Я согласен вполне, что попытка представителей этих кругов, по-своему реформировать театр, заинтересовав сначала как курьез, должна была потом – и этому надо радоваться – вызвать протест руководимой как-никак драматическим инстинктом публики.
Но вот беда: опускаемся мы после наших исканий глубже в болото вульгарного, чем раньше. Вот вам большая артистка – Кора Лапарсери, человек интеллигентный, богато одаренный, директриса театра «Bouffe Parisienne» с подзаглавием Theatre Cora Laparserie. Гоняясь за публикой, она задумывает поставить у себя с большою роскошью столь ценимое нынче парижанами «Обозрение». Сомнительное, конечно, начинание. Но, что ж? – может быть, и «Обозрение» возможно облагородить. Ведь, в сущности говоря, комедии великого Аристофана – почти те же обозрения; это не помешало им стать вечными. Лапарсери пригласила для создания своего «Обозрения» штук семь так называемых «первоклассных» комедиографов, скрывших для чего-то свои имена под маской таинственных; хотя газеты немедленно, к удовольствию авторов, эти маски приподняли.

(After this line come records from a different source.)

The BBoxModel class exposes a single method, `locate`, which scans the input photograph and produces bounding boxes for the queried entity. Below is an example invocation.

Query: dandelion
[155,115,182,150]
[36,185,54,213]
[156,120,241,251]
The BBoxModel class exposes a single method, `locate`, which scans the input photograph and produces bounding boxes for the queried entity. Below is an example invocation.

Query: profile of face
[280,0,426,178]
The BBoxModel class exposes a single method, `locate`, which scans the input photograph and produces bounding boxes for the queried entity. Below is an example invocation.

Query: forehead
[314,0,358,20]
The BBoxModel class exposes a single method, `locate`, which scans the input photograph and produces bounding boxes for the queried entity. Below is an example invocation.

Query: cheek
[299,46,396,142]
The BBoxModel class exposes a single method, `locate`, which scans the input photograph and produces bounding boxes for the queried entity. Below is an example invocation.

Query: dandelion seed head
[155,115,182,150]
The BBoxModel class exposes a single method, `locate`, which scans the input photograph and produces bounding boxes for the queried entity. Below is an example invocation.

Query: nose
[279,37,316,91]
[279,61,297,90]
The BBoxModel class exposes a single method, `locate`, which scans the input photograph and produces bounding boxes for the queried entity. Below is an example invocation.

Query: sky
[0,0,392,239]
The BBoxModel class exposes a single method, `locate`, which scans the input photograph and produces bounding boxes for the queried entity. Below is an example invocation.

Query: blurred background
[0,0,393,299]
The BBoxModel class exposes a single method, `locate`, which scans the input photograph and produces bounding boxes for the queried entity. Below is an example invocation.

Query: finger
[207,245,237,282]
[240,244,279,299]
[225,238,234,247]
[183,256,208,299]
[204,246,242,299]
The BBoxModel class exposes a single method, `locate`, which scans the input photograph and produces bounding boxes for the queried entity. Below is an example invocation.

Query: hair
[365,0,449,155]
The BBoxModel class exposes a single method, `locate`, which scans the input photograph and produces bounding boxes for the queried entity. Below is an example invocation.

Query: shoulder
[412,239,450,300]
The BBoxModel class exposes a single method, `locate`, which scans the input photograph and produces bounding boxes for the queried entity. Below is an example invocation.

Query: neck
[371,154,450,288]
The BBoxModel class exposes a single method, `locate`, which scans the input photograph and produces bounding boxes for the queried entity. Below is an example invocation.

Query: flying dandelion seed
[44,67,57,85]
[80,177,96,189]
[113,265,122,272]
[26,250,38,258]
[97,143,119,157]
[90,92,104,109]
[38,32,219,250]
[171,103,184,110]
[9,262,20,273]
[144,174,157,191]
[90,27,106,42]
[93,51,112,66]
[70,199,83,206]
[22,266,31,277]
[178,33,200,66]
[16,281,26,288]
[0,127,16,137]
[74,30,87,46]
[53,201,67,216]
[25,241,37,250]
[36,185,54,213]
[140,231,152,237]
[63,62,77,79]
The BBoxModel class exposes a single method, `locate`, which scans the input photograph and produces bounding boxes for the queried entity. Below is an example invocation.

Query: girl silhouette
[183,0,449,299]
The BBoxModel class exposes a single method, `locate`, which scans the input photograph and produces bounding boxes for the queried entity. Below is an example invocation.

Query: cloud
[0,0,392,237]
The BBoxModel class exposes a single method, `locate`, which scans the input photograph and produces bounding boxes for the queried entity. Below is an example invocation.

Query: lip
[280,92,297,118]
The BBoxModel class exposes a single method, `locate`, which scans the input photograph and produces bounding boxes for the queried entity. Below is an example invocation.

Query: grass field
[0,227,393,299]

Что же вышло из сотрудничества семи литературных поваров? Самое заурядное «Обозрение». Смешного довольно много, но как же мало благородного смеха! А есть и совсем отвратительные выходки, как, например, не столько злая, сколько грязная сцена, высмеивающая критика и отчасти драматурга Нозьера. Постановка очень богатая. Публика восклицала: «Как пышно, как богато!» Ходила усердно. Лапарсери подражала танцам знаменитой Режины Баде, и один из серьезнейших критиков не нашел сказать ничего другого в ее похвалу, как то, что она доказала qu'elle a eu la gorge desirable![24] Это сказано совершенно серьезно. Вот каких похвал удостоилась одна большая актриса.

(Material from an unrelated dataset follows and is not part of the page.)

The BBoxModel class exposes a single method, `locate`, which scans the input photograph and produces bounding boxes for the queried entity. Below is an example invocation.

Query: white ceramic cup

Но другая актриса, гораздо большая, мадам Режан, ее перекозыряла. Она в своем высококомфортабельном, таком культурном, таком интересном по всей своей обстановке и по всему своему духу театре – поставила то же «Обозрение»! Ей, однако, показалось излишним приглашать толпу золотых перьев1. Она заказала «ревю» сих дел мастерам Рипу и Буске. Этим господам ничего не стоит выплевывать пять-шесть «ревю» в год. Не гонялась Режан и за богатой обстановкой. И так. мол, пойдут! Разве не любопытно посмотреть, как «сама Режан» играет в «Обозрении». Самым эффектным номером в этом сплошь дюжинном зубоскальстве является сцена, в которой сама шестидесятилетняя директриса, изображая принцессу Луизу Саксонскую, полуголая просыпается в своей двуспальной постели в присутствии двора и, конечно, полного зрительного зала, причем пробуждение это и туалет сопровождается всякими гривуазными клоунадами. Одним словом; сало, очень мало соли и пропасть перцу!..
1912 г.
Фрагсон был королем шансонеток.
Он начал с того, что пел по грязным кафешантанам за два франка. Он кончил тем, что брал 1200 франков за выход.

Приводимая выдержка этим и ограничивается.